What could a Catholic priest have to say to a Communist woman in a Nazi occupied French town? What kind of answers can he give her in light of that kind of trouble? 1961's Leon Morin, Priest (Léon Morin, prêtre) avoids nearly all the answers you might except and yet feels remarkably natural. With a gorgeously textured cinematography and perfect performances, it's a lovely film about someone's conception of reality being completely altered, or rather, someone whose intellectual conception of reality is brought into harmony with her instinctive conception of it.
Barny (Emmanuelle Riva) is a young widow with a little girl. She's worried about her child because of the occupation. In an early scene, she meets with Jewish mothers and other Communists to discuss ideas on how to deal with the town being occupied. Many decide to get their children baptised. At this point, a simple solution like this seems workable because the Italians who initially occupy the town wear silly feathered hats and are more congenial than the Germans who show up later. At that point, some of the men take to living in the woods as an arm of the Resistance and Barny decides to send her little girl to live with two old women in the countryside.
Barny's sexually frustrated and starts to fall in love with a Jewish woman in the office named Sabine (Nicole Mirel). Leon (Jean-Paul Belmondo) tells Barny it's just because she hasn't been around men in a while and, it's true, there are few male characters in the film. Aside from Leon, there's only one other named male character, Edelman (Marco Behar), her Jewish boss who flees the town at some point.
She meets Leon in the confessional, to throw "Religion is the opiate of the masses" in his face. But her instincts had led her to him because she was already starting to feel the inadequacy of this maxim.
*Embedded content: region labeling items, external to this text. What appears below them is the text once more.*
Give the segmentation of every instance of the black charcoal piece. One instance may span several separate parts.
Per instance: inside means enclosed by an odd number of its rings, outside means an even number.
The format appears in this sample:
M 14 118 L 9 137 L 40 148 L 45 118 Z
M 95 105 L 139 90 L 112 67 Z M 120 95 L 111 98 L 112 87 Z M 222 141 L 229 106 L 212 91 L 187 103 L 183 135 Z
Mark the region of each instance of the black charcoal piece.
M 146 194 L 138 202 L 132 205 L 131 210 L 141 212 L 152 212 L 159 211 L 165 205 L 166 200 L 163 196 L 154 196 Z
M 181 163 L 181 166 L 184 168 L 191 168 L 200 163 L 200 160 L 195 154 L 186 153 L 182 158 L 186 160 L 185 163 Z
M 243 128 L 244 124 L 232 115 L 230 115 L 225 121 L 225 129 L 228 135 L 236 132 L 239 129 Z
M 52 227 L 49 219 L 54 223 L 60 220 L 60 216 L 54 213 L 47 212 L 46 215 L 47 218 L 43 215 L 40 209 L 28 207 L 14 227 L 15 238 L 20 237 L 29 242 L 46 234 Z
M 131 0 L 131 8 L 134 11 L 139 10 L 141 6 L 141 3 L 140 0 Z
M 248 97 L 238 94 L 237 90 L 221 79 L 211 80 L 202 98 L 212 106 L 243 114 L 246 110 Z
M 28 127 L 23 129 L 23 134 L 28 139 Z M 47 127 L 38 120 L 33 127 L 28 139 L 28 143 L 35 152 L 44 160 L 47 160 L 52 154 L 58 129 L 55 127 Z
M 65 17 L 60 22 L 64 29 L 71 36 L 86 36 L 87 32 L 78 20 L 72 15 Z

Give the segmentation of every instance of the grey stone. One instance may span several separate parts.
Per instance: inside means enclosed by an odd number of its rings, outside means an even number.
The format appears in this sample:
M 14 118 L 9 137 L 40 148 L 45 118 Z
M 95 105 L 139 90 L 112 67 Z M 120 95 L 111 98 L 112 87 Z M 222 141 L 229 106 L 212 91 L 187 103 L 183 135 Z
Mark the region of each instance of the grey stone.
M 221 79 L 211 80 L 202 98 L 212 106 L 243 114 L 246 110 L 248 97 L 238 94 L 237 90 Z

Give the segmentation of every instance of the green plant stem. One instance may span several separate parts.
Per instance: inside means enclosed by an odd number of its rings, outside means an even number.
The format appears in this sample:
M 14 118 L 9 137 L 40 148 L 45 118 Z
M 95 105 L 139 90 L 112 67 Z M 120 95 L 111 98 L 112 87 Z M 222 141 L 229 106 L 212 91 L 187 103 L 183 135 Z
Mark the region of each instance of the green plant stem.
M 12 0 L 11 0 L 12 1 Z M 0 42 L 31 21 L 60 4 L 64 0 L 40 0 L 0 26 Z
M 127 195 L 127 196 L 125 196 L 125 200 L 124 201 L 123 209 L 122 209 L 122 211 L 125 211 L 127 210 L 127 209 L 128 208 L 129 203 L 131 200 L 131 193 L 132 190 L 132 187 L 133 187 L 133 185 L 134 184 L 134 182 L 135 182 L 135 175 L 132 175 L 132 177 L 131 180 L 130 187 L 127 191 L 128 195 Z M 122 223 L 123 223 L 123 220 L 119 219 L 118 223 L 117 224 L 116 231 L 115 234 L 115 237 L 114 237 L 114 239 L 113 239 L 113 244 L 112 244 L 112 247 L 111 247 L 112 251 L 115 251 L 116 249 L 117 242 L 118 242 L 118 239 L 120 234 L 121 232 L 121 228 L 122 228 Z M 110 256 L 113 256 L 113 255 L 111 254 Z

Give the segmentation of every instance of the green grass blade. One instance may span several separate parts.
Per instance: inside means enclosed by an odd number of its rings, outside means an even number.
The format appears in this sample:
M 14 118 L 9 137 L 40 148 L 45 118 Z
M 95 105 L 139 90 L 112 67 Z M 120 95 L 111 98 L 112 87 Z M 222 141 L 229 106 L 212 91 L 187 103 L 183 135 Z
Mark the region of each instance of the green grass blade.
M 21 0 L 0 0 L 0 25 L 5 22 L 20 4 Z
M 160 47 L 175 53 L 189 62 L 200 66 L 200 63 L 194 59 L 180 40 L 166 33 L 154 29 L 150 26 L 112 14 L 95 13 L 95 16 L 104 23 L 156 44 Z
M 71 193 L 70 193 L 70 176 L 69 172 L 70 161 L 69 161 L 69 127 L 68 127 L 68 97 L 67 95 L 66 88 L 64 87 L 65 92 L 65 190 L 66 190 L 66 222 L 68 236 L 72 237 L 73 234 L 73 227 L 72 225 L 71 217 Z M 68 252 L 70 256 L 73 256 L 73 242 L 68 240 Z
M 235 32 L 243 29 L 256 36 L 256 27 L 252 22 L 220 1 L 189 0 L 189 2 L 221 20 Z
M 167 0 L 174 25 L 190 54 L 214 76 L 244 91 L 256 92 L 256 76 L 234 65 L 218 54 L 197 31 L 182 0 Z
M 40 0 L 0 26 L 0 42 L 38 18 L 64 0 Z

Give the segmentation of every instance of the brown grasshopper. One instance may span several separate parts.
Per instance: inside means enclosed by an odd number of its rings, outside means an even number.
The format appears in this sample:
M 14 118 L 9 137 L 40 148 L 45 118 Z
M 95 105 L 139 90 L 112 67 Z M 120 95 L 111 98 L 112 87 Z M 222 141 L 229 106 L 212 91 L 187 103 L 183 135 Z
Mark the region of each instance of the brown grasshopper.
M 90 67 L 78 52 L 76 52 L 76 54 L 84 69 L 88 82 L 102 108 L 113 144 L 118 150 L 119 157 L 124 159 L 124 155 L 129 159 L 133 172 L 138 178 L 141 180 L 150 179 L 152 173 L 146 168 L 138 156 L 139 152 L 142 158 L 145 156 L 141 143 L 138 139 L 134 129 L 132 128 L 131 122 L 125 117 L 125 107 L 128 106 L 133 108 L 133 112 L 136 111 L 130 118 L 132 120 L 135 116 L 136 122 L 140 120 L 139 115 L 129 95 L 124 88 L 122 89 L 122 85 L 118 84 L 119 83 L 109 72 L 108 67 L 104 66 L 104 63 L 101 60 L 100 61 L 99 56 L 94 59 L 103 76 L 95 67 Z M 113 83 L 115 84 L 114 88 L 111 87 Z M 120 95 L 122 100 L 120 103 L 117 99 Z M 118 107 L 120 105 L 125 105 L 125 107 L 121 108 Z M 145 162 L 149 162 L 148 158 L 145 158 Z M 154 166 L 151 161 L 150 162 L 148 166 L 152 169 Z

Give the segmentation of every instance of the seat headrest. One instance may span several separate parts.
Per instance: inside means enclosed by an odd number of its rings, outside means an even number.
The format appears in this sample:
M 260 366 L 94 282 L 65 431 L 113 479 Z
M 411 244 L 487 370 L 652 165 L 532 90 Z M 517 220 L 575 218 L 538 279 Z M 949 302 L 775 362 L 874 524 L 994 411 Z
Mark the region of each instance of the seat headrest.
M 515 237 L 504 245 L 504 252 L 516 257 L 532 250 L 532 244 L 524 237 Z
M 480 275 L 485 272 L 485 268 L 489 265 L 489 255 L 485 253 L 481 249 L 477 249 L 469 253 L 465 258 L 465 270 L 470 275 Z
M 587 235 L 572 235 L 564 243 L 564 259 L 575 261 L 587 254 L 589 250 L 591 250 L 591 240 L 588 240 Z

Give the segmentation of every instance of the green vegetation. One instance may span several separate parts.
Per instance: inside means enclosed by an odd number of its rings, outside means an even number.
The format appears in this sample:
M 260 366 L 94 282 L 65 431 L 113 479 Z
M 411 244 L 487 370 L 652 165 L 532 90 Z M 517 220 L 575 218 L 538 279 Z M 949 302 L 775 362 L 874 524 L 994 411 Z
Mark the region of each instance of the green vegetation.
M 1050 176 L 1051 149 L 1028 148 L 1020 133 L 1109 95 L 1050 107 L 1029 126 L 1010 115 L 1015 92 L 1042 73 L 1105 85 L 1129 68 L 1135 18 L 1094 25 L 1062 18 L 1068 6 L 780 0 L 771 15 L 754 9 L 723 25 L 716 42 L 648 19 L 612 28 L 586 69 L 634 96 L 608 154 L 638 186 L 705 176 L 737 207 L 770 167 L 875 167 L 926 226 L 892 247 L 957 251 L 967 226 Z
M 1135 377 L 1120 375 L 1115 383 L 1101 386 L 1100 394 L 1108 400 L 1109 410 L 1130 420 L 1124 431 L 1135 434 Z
Certainly faith is a lot more traumatic in this film than sedatives tend to be.
In Roger Ebert's review of the film he says that the director, Jean-Pierre Melville, "cleverly plays with our expectations." The expectations Ebert refers to are expectations of cinema, stories, or popular ideas. We expect some kind of confrontation with Sabine, with Barny either scandalously falling for her or find the attraction part of a terrible downfall but neither occurs. When Barny has a brief physical fight with a woman in the office who turns out to be a collaborator, ending with Barny slapping her, the woman unexpectedly kisses her.
And Leon doesn't seem to proselytise very stridently. He even admires the self-denial Communism as fostered in Barny's lifestyle. He doesn't blink when she frankly tells him how she uses a stick to masturbate.
It's hard to imagine any two other actors in these roles; Emmanuelle Riva is so clear eyed and honest in her spiritual quest while Jean-Paul Belmondo musters his cool, angry grace perfectly in this context. He's respectful of Barny but also kind of brutish in his abrupt manner, he even, without apology, pushes her when she blocks a doorway. When they talk about the existence of God, he stresses that logically proving God's existence misses the point. And the film subtly bears this out by continually presenting contradictions that wouldn't fit in a philosophy as unyielding as Communism. Contradictions presented subtly by the film but there for the viewer, and certainly Barny, to see; there's the fact that Leon, a Catholic priest, is helping the resistance and hiding Jews. There's the American soldier who tries to extort sex from her, humiliating her in the street, and the Nazi officer who's kind to her daughter. There's Barny's budding friendship with the collaborator and how the two argue frankly their points of view with each other while still remaining friends. All of this could be interpreted as absurd, chaotic human behaviour, but then again, it fits with what Leon tells her about how God even loves heretics.
Beautifully shot with fascinating editing choices that include abrupt fades seemingly almost in the middle of scenes, Leon Morin, Priest showcases Melville's unique command of cinematic language. He makes this a strikingly effective story.